Several lines of evidence indicate a common origin of the different populations of adult stem cells: (1) the plasticity of adult stem cells; (2) the widespread presence of stem cells in a variety of tissues; and (3) the ability of these stem cells to undergo hematopoietic differentiation. Although this common origin could be attributed to the presence of circulating stem cells, a common developmental origin is more likely.

Pericytes could be the common origin of the adult stem cells found in different tissues. In muscle, some pericytes (e.g. CD45− MDSCs) may be more committed to myogenic differentiation, while others (e.g. CD45+ MDSCs) may be less so, unless stimulated by signaling molecules such as Wnt. Less committed MDSCs may retain more of their hematopoietic potential [5], a property shared by stem cells isolated from other tissues [16]. However, compared to hematopoietic stem cells isolated from bone marrow, MDSCs’ ability to differentiate into blood cells is much more limited [23]. Thus, it is likely that pericytes may contribute to the stem cell pool of all types of tissues, but most of the pericytes located in a particular tissue may already be imprinted to differentiate into the lineages of the tissues in which they reside. Alternatively, the microenvironments of each tissue could affect the differentiation potential of some populations of pericytes, and thereby lead to the existence of both tissue-specific and tissue non-specific stem cells in all the tissues containing vasculature [24]. Notably, the distinction between these two populations of stem cells is not permanent; tissue non-specific stem cells could become more tissue-specific under the influence of environmental factors.
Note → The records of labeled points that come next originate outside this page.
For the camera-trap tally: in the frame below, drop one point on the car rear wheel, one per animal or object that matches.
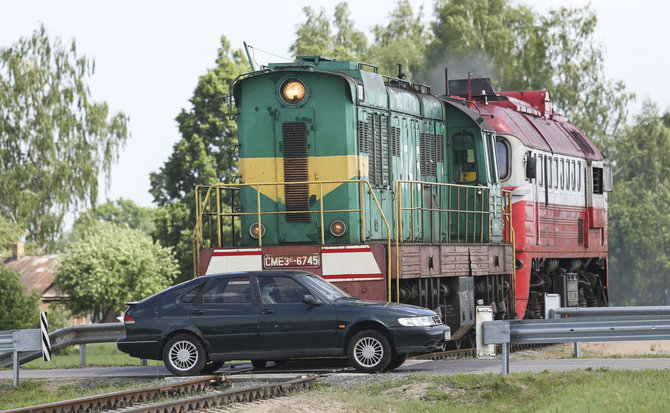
(369, 351)
(184, 355)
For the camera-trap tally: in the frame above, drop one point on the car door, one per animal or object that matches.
(289, 325)
(226, 314)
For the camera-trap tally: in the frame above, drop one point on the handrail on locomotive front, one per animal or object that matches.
(201, 205)
(482, 192)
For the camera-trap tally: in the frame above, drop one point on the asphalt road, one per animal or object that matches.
(340, 368)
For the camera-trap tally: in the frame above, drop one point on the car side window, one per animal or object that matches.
(281, 290)
(228, 291)
(190, 296)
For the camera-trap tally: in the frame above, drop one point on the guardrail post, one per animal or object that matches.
(82, 355)
(15, 366)
(505, 347)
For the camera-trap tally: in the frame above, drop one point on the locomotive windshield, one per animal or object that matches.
(465, 161)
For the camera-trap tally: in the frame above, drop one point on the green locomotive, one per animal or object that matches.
(367, 180)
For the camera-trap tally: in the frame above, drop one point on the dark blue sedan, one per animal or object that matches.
(194, 327)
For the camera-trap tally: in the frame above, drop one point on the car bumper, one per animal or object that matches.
(420, 339)
(144, 349)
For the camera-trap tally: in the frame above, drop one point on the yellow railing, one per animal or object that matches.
(481, 194)
(202, 204)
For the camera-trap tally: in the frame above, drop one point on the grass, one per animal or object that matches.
(589, 390)
(40, 391)
(600, 390)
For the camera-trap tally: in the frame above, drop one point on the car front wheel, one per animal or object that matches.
(369, 351)
(184, 355)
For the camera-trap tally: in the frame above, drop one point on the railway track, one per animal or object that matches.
(199, 394)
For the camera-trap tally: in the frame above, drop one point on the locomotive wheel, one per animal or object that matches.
(184, 355)
(369, 351)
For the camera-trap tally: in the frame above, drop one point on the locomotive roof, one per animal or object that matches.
(529, 116)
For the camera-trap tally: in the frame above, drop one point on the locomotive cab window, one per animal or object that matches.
(502, 155)
(465, 164)
(598, 187)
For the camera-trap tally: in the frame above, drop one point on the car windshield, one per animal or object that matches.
(324, 287)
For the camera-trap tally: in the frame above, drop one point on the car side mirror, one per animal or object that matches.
(311, 300)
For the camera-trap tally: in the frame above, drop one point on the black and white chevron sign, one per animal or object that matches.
(46, 343)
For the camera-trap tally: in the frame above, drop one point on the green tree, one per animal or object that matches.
(315, 38)
(121, 212)
(111, 265)
(206, 154)
(17, 310)
(54, 140)
(402, 41)
(582, 92)
(9, 235)
(639, 226)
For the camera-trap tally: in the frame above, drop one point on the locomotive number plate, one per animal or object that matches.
(292, 261)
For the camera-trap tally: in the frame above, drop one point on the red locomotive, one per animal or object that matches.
(559, 182)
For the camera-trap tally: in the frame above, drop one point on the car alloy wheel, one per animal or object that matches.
(369, 351)
(184, 355)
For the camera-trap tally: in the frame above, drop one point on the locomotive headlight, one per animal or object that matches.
(338, 228)
(293, 91)
(256, 230)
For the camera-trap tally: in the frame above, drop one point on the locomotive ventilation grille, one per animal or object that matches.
(295, 170)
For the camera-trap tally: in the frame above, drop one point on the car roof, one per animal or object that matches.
(260, 273)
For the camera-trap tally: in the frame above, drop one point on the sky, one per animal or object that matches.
(149, 54)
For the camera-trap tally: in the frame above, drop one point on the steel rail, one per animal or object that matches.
(127, 399)
(114, 400)
(228, 397)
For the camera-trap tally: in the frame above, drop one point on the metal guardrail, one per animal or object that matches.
(68, 336)
(6, 341)
(582, 325)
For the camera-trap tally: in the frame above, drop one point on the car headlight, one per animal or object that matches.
(419, 321)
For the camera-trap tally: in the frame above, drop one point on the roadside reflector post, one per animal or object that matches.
(505, 349)
(23, 340)
(484, 351)
(46, 342)
(82, 355)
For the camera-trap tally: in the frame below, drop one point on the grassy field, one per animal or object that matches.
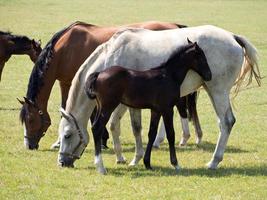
(35, 175)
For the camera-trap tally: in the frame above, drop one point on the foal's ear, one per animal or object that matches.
(65, 114)
(189, 42)
(28, 101)
(20, 101)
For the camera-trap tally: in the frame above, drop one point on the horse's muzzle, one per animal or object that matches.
(207, 76)
(66, 162)
(31, 144)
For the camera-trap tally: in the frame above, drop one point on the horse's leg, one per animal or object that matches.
(221, 103)
(154, 122)
(160, 136)
(181, 106)
(168, 121)
(105, 135)
(97, 129)
(192, 108)
(135, 115)
(115, 131)
(2, 64)
(64, 88)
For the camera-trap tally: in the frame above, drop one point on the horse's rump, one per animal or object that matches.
(250, 64)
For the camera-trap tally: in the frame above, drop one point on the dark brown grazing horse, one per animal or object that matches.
(157, 89)
(17, 44)
(60, 60)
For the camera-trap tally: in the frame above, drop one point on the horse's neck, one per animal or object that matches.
(45, 90)
(17, 49)
(177, 70)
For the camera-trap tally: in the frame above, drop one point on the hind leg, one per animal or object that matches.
(160, 136)
(98, 129)
(168, 121)
(135, 115)
(192, 108)
(154, 122)
(64, 88)
(221, 103)
(115, 131)
(182, 108)
(105, 135)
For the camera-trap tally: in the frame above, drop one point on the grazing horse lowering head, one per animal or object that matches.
(16, 44)
(161, 86)
(36, 123)
(35, 50)
(198, 60)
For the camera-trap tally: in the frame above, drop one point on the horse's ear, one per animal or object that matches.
(189, 42)
(20, 101)
(65, 114)
(28, 101)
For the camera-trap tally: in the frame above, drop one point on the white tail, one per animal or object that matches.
(250, 64)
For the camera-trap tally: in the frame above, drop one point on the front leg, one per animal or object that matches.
(64, 88)
(135, 115)
(154, 122)
(105, 135)
(168, 121)
(97, 129)
(116, 131)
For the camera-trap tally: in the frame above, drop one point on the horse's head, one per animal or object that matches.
(73, 140)
(35, 50)
(198, 60)
(36, 122)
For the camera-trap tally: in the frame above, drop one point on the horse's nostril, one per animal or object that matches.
(66, 162)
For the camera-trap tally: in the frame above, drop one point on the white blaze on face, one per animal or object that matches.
(25, 134)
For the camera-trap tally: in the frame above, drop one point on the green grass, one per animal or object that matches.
(34, 174)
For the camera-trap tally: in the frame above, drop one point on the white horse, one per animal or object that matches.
(229, 56)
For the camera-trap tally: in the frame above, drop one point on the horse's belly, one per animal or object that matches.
(191, 83)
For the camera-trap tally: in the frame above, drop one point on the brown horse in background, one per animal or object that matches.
(17, 44)
(60, 60)
(157, 89)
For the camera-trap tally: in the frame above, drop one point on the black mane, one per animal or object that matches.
(5, 33)
(22, 42)
(37, 76)
(42, 64)
(173, 57)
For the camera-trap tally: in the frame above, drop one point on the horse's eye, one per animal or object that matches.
(67, 136)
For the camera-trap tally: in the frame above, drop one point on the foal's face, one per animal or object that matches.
(36, 123)
(199, 62)
(73, 140)
(35, 50)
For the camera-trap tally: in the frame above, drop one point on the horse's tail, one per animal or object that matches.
(91, 93)
(90, 85)
(181, 25)
(191, 101)
(250, 64)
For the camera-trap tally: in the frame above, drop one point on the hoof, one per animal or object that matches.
(177, 168)
(102, 171)
(183, 141)
(211, 165)
(55, 146)
(148, 167)
(157, 142)
(136, 160)
(133, 163)
(121, 162)
(104, 147)
(198, 141)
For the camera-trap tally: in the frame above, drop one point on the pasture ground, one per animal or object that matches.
(35, 175)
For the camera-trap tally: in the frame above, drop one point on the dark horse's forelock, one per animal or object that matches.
(19, 40)
(40, 67)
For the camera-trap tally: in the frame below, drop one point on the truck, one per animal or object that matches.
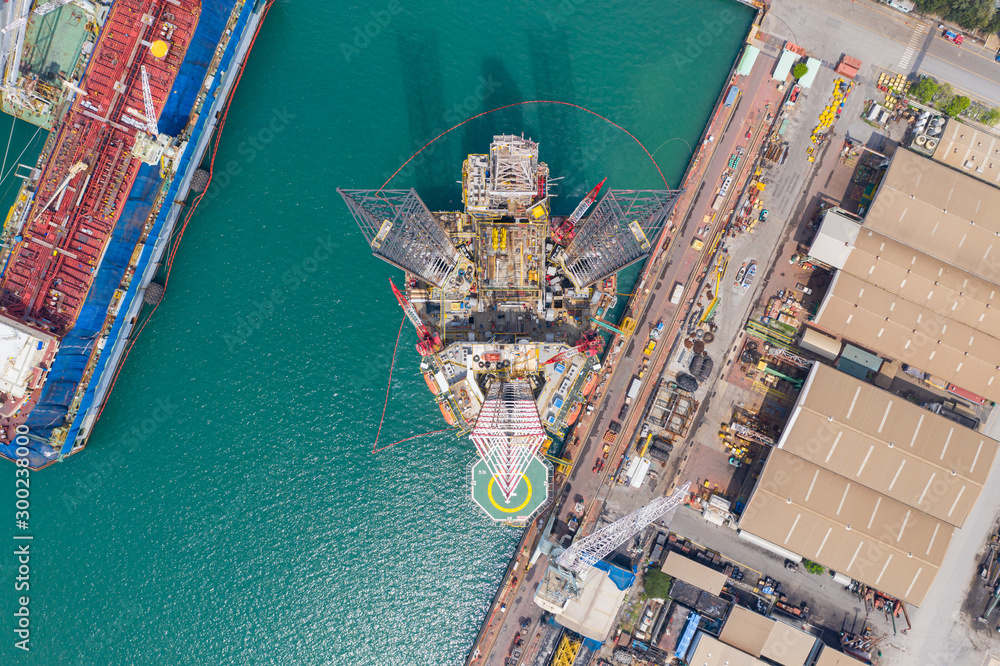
(633, 390)
(675, 295)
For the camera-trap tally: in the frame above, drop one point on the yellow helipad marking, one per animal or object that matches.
(489, 493)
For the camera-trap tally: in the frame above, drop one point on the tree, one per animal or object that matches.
(957, 105)
(812, 567)
(656, 584)
(925, 89)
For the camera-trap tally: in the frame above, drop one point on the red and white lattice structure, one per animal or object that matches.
(508, 432)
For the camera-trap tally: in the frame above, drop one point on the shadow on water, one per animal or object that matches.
(423, 85)
(494, 88)
(560, 139)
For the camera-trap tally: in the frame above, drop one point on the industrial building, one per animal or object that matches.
(867, 484)
(919, 281)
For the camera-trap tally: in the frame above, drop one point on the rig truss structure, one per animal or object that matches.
(402, 231)
(617, 233)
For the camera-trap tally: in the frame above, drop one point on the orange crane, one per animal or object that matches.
(430, 341)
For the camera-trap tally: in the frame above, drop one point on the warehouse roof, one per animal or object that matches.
(711, 652)
(694, 573)
(831, 657)
(834, 239)
(939, 211)
(761, 636)
(918, 309)
(868, 484)
(976, 153)
(746, 630)
(885, 443)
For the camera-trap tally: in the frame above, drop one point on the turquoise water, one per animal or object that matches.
(228, 509)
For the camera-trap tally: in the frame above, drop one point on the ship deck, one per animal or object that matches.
(91, 170)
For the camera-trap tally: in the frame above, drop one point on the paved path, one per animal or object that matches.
(882, 37)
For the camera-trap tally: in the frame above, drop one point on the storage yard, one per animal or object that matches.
(784, 452)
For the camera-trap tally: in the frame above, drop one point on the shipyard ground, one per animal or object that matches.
(941, 633)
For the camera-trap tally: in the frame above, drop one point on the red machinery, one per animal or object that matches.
(564, 233)
(430, 342)
(590, 344)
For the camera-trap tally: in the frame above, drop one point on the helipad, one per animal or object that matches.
(527, 498)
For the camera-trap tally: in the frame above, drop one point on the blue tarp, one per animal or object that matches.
(76, 347)
(622, 578)
(689, 630)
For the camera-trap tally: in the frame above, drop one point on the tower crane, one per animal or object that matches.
(591, 549)
(147, 98)
(430, 342)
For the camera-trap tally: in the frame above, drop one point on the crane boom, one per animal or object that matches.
(429, 342)
(585, 204)
(591, 549)
(147, 98)
(50, 6)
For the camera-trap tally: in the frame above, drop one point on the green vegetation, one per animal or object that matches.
(812, 567)
(656, 584)
(941, 97)
(925, 89)
(970, 14)
(957, 106)
(991, 117)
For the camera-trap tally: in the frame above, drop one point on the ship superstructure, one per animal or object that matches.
(132, 101)
(510, 291)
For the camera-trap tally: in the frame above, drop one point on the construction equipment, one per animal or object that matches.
(590, 344)
(430, 342)
(147, 99)
(590, 550)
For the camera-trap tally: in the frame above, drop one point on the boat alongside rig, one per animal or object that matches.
(132, 93)
(503, 295)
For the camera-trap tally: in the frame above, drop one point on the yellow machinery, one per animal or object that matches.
(566, 652)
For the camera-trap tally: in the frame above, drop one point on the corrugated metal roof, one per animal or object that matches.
(746, 630)
(694, 573)
(868, 484)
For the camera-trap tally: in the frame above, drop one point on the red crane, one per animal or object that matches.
(564, 232)
(430, 342)
(590, 344)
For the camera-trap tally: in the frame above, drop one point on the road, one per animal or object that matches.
(884, 38)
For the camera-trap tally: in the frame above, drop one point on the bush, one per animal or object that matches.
(957, 105)
(925, 89)
(812, 567)
(656, 584)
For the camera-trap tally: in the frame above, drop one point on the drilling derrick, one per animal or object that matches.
(430, 342)
(401, 230)
(618, 233)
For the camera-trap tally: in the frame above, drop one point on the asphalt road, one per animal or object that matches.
(884, 38)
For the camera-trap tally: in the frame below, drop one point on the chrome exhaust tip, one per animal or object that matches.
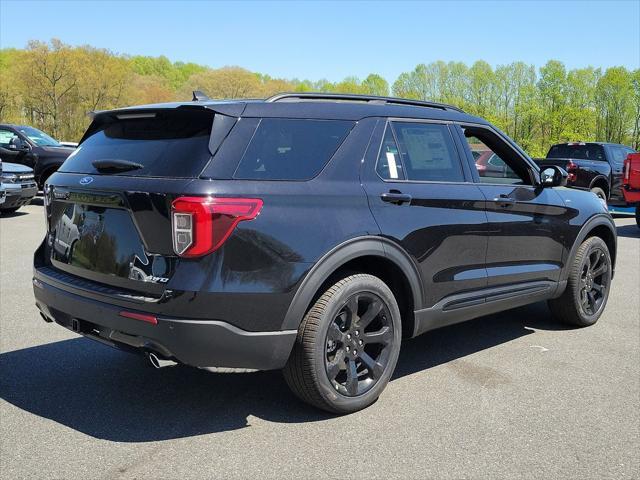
(157, 362)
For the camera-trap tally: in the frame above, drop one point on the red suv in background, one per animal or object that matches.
(631, 182)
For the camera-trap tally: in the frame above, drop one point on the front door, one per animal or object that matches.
(423, 198)
(525, 221)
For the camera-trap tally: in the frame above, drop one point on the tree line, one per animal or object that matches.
(53, 86)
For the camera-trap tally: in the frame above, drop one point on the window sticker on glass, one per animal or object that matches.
(393, 167)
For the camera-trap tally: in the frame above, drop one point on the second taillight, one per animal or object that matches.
(202, 224)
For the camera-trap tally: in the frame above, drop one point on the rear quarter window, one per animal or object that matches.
(290, 149)
(170, 143)
(589, 151)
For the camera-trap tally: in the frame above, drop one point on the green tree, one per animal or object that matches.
(614, 102)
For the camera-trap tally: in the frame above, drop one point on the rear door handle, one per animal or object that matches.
(505, 201)
(396, 198)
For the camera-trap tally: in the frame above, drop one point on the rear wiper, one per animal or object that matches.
(115, 165)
One of the important issues in the study of MDSCs is the identification of factors that regulate MDSC self-renewal and differentiation. In recent studies we have identified several growth factors, including fibroblast growth factor-2 (FGF-2), epithelial growth factor (EGF), insulin-like growth factor-1 (IGF-1), and stem cell factor (SCF), that can enhance the in vitro proliferation of MDSCs through shortening the cell cycle and activating quiescent cells [25]. Recently, Wnt signaling has been shown to improve both cell growth and the self-renewal ability of hematopoietic stem cells [26], [27]. In light of the possible common origin of adult stem cells, it is likely that some of the regulatory pathways identified in other stem cells, especially hematopoietic stem cells, may also operate in MDSCs. It is feasible that some types of Wnt proteins enhance the myogenic potential of MDSCs, while others promote the self-renewal of these cells.